Roots of (x+1)^n - x^2n = 0
cino hilliard
hillcino368 at hotmail.com
Fri May 28 01:34:14 CEST 2004
Hi,
While driving home from MicroCenter, I pondered on the golden ratio or the
solution to the
proportion: the lesser is to the greater as the greater is to the whole.
Then me thought what
if I say the square of the lesser is to the square of the greater as the
square or the greater is to
the square of the whole?
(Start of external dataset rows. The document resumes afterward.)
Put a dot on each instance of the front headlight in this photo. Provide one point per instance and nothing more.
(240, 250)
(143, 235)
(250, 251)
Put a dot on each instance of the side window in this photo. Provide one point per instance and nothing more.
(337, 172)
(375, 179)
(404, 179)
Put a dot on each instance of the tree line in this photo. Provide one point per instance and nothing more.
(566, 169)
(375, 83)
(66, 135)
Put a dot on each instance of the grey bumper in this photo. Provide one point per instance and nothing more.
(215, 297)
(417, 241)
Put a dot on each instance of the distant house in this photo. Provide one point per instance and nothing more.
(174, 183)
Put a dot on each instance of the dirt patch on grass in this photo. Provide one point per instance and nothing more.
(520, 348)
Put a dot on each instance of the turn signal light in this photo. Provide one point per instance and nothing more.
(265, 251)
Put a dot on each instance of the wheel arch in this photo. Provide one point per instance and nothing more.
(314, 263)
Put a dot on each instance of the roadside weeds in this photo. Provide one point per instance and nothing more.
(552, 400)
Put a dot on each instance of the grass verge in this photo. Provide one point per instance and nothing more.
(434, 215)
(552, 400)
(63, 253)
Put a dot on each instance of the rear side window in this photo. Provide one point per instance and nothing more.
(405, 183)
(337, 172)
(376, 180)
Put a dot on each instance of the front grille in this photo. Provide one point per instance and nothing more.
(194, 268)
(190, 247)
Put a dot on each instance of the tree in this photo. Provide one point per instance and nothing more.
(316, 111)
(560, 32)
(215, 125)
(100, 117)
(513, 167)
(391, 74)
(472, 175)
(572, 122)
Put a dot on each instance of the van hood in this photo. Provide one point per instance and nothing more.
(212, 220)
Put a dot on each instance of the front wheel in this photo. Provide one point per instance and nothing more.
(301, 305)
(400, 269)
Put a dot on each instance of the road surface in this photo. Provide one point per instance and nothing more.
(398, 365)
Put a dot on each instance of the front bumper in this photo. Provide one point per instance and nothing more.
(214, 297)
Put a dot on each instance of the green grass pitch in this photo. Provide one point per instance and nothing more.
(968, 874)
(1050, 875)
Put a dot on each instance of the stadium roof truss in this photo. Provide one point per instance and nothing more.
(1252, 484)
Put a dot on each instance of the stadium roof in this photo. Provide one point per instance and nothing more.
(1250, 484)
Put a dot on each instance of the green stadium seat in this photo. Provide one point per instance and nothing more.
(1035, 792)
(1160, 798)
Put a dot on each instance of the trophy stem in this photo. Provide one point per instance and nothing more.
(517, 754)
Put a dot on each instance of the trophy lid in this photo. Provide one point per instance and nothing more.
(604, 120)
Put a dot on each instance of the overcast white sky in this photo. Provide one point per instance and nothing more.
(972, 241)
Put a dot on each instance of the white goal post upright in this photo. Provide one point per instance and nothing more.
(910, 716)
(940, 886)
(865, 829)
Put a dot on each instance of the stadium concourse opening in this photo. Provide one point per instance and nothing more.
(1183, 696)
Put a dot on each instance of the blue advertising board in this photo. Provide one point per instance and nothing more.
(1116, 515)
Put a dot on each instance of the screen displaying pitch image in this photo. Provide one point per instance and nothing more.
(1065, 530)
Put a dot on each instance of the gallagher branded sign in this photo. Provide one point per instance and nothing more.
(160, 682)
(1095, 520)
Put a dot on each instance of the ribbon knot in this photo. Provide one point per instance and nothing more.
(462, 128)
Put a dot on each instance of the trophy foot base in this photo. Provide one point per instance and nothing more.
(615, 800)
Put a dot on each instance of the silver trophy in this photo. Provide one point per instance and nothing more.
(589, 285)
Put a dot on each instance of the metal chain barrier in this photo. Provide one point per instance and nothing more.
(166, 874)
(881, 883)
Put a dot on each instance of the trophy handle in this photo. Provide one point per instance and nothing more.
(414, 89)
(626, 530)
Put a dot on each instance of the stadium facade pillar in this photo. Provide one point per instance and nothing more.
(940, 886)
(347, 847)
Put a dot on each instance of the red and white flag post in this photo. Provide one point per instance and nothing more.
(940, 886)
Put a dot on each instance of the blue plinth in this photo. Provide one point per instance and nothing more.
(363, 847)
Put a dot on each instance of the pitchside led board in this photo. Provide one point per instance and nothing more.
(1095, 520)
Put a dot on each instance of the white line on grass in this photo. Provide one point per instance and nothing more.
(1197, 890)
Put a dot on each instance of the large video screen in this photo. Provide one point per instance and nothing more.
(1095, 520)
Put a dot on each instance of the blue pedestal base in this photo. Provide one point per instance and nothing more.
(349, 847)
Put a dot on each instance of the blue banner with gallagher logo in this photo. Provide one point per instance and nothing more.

This was a little heavy while driving so I waited
until I got home.
There I jotted out a^2/x^2 = x^2/(a+x)^2 and lo and behold for a =1 we
get 1/x^2 = x^2/
(x+1)^2 or (x+1)^2 - x^4 = 0. Lo and behold we get the roots 1/2 -
sqrt(5)/2 and 1/2 + sqrt
(5)/2. Curious I tried cubes, fourth powers etc and still got the same two
roots. So I concluded this
was generally true:
(x+1)^n - x^2n = 0 has real roots
x1 = 1/2 - sqrt(5)/2
x2 = 1/2 + sqrt(5)/2
for all n.
Proof anyone?
Maple solve(((x+1)^n - x^(n+n) = 0,x);
1/2 - sqrt(5)/2 ,1/2 + sqrt(5)/2
gives the result. Can this be considered a proof?
There are other interesting curios for (x+a)^n - x^2n = 0 has real roots
when a = 2,3,4 etc but different powers give different roots.